New Jersey Gov. Chris Christie wasted little time going after his Republican rivals on the campaign trail in Iowa on Monday. With two weeks to go until the Iowa caucus, Christie is taking direct aim at Florida Sen. Marco Rubio.
Christie told the Council Bluffs crowd he likes Rubio, “but heck man, he’s not ready.”
“We certainly don’t need to send a first-term senator again to the Oval Office, do we?” Christie asked the crowd. “Just because you philosophically agree with someone more doesn’t make them any more prepared to do the job. We need someone who’s ready on the first day to sit in that chair and not spin around and say, ‘Gee whiz, isn’t it cool I’m president?’ All right? Big, wide eyes. ‘Look at me. Hey mom, I became president.’ We need someone who sits in the chair the first day and says this chair feels familiar. It’s not the same as the chair I sat in before, but it’s like it.”
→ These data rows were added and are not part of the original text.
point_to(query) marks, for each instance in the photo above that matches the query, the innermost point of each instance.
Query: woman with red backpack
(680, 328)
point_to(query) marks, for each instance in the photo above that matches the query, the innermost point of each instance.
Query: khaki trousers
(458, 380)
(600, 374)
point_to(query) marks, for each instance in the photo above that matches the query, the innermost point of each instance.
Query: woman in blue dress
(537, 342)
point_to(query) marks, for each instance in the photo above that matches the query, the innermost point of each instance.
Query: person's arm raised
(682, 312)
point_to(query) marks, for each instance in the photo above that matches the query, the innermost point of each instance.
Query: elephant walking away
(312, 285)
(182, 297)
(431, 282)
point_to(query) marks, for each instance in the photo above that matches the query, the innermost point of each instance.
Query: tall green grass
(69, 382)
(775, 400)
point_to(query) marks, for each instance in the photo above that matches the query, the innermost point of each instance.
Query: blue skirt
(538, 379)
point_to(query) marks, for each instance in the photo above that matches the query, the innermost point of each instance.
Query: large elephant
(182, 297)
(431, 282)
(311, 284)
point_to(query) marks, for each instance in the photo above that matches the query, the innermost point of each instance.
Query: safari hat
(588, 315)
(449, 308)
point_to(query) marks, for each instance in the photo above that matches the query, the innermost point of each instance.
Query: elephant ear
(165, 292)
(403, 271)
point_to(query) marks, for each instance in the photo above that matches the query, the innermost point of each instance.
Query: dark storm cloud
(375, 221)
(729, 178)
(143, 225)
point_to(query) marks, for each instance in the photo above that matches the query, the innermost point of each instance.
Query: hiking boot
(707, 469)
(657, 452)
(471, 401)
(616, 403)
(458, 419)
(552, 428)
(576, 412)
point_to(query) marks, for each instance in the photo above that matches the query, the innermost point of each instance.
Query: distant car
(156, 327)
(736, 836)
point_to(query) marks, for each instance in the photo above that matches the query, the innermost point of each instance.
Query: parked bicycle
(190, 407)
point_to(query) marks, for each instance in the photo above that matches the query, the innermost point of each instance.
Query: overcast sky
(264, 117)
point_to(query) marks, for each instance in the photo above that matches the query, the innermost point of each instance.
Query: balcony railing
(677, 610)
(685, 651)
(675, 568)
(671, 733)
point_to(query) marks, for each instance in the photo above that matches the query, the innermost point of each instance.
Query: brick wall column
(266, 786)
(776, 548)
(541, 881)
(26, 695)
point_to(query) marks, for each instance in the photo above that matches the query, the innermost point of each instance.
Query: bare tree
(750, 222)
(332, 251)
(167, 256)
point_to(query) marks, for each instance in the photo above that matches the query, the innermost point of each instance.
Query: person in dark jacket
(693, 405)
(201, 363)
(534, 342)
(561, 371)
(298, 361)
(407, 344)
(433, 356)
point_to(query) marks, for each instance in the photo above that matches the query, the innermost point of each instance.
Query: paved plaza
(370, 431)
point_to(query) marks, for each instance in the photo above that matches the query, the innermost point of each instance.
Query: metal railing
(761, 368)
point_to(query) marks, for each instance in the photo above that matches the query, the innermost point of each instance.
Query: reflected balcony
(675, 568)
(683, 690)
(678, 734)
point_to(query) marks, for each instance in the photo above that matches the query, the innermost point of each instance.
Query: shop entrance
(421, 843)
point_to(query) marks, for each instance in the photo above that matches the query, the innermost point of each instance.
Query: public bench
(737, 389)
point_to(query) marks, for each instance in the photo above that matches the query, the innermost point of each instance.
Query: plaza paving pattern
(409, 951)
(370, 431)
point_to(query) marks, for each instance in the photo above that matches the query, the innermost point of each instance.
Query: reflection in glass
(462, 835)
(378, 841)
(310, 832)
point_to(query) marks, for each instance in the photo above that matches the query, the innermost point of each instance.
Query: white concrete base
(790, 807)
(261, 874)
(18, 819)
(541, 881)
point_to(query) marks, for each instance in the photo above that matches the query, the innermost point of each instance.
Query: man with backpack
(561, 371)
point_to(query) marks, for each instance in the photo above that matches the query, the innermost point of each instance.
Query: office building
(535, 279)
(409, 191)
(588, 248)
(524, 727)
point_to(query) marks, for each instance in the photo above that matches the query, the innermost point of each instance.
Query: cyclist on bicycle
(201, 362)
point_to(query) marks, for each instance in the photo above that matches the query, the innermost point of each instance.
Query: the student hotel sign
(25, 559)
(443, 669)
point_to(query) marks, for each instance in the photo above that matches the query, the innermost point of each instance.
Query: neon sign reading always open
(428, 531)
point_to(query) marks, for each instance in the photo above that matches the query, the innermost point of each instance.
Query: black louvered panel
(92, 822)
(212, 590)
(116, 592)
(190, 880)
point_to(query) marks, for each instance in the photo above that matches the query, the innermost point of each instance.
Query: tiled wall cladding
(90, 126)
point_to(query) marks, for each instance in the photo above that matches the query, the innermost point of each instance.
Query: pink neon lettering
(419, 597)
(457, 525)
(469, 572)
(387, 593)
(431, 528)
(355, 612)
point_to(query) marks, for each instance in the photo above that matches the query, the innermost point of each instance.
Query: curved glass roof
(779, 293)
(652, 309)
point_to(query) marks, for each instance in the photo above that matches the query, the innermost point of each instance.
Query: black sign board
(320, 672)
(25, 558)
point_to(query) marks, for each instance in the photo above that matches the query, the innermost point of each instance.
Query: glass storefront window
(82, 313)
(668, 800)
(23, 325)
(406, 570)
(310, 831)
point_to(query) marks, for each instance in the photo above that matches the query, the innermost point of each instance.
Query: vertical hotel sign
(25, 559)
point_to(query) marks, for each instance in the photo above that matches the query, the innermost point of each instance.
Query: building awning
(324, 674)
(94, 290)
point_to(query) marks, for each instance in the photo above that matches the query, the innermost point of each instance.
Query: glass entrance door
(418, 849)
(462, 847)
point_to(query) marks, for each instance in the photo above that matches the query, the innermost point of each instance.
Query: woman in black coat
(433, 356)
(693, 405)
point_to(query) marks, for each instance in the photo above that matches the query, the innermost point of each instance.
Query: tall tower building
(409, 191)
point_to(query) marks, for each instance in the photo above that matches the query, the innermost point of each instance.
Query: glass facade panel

Christie continued to argue that serving in the U.S. Senate is “like being in school … they tell you where to go, what time to show up, they tell you where to sit, they give you a list of questions and you answer them yes or no, then they tell you when recess is and you get to leave.”
The Rubio campaign responded in a statement slamming Christie’s record.
“Chris Christie can certainly talk, but nothing he does can cover-up his liberal record in New Jersey of supporting Common Core, gun control and Obama’s pick of liberal Sonia Sotomayor for the Supreme Court,” said Jahan Wilcox, Rubio spokesman, in an email. “For someone who likes to tell it like it is, there’s no covering up that Governor Christie has fiercely supported a liberal agenda in New Jersey.”
The New Jersey governor also swiped at Texas Sen. Ted Cruz in an interview with Time published on Monday morning. Christie called the senator “asinine” for his criticism of New York values, and said Cruz was the “most inside guy in this race” despite his rants against the “Washington cartel.”
Christie’s campaign has largely focused on New Hampshire as crucial to his presidential campaign’s future success, but his loud attacks in the Hawkeye State suggest he has not yet written off Iowa either. He ranks fourth in the Washington Examiner‘s newest GOP presidential power rankings released after Thursday’s presidential debate.